Tenth Story: Entering Dream (入夢)

  • Ekin Cheng.
  • I won’t comment on the political status since I DO NOT know much to discuss about it and wouldn’t want to offend anyone.
  • The concept of vampire/zombie. That was creepy. At first, I thought nothing was happening and was pondering what was going on. However, that was scary all right. Suddenly the bodies were just popping out of the ground like that.
  • Wolf sounds. Another essential effect to achieve fear. And could only be done at night OR no one would fall for it.
  • Ghost world/ Zombie-land. Ooooohhh…
  • The world of imagination. So that was it? No wonder he was mentioning about how that one guy wanted to live in his own dream world. He also wanted to live in that world since he was not able to escape from the reality world. Ironic?

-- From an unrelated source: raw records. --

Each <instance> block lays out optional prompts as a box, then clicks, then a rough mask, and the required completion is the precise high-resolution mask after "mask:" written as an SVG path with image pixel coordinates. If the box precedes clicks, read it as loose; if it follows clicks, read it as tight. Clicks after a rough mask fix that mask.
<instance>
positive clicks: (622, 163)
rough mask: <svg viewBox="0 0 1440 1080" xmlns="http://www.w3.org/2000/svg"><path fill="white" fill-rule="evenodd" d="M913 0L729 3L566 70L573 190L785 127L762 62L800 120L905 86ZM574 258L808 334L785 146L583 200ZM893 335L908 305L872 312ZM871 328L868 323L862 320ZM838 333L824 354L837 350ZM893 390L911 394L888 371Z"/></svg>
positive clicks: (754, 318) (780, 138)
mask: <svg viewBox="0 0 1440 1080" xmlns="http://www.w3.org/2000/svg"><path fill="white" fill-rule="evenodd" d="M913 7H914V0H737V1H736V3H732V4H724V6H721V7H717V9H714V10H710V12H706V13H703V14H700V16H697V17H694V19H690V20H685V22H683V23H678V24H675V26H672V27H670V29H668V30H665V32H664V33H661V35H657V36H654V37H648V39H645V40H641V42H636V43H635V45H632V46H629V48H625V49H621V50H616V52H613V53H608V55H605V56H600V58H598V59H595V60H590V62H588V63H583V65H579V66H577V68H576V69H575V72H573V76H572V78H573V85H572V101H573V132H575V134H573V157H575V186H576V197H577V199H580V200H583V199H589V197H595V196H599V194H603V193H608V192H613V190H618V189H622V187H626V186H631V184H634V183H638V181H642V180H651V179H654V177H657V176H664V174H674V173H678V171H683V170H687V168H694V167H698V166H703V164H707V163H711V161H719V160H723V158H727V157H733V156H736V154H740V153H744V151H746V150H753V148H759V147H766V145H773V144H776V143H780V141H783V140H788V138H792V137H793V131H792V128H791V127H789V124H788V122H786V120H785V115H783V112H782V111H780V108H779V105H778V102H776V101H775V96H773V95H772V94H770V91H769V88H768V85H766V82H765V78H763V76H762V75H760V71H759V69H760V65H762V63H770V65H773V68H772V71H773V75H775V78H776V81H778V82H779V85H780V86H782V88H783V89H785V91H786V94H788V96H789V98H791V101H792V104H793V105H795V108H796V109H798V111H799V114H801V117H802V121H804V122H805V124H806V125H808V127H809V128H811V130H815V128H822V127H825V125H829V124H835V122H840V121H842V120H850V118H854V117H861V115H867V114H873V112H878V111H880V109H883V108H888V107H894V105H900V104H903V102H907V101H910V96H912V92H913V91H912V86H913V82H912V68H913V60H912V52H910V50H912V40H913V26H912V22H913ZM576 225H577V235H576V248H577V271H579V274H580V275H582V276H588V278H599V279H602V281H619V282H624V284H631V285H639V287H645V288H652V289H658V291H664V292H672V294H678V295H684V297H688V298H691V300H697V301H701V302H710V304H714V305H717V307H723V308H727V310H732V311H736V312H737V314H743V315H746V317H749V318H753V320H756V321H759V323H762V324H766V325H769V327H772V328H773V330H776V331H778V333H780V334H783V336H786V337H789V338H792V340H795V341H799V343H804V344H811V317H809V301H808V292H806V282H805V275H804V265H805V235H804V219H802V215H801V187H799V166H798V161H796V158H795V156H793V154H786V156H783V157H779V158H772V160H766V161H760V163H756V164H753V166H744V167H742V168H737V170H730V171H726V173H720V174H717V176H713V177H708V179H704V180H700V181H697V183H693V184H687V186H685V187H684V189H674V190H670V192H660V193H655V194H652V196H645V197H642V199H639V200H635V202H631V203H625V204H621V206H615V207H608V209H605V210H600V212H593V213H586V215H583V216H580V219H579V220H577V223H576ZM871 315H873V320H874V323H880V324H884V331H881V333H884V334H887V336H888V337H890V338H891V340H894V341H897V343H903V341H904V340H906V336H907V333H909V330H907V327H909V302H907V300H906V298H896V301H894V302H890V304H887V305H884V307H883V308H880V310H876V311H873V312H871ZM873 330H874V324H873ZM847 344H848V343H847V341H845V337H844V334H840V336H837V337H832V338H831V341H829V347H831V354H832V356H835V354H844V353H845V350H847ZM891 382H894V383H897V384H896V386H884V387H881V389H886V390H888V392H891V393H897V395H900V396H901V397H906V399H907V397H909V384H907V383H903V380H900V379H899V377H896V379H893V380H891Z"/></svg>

Eleventh Story: Searching (尋)

  • Jimmy Au. One of those worth-watching roles of Jimmy since he was both hilarious and clever. His trade-mark was shooting six bullets into suspects/murderers.
  • Another hilarious one.
  • Gordon Lam. Whoa! He came back as the other dude. NOT really since Jimmy was imagining it.
  • That was creepy all right.

Twelfth Story: Debt of Sin (孽債)

  • Michael Tao and Ada Choi. Wow, interesting collaboration, considering it was a ghost theme.
  • Power Chan. He wasn’t around all the time but really enjoyed his scenes.
  • Creepy story about curses and whatnot.
  • Moral of the story: IF you promise something, KEEP it. The price of having to pay for broken promises.
  • AND oh yeah, DON’T mess with those people who knows how to do those curses. Honestly, she was creepy all right.
  • Who was the smartest one? Power Chan of course! He warned Michael against it BUT he didn’t listen and fell into Ada’s trap.
  • I just realized that she didn’t really love him OR wasn’t really serious about it. It seemed like she was setting up this trap of seduction and other dramas just to find a way to steal his youth and his girlfriend’s too. Well, Michael should’ve listened to Power about it and be careful.

Thirteenth Story: Portrait Within A Person (相中人)

  • Know who they are but don’t know their names
  • Gordon Lam. He’s back for the last one! Great or what?
  • Darn, that was creepy…
  • Moral of the story: DO NOT take anything that isn’t yours
  • Passing it on, huh? Indeed it was another endless cycle where greed would always exist

Why did the narrator look so familiar? (Oh yeah, he was in The Hunter’s Prey as the undercover agent. Just realized it after watching him more closely.)
Anyway, missed those old days when things were more creative and seemed like there were lots to explore. A lot of interesting concepts being introduced. Short stories were always better than the draggy ones they do nowadays.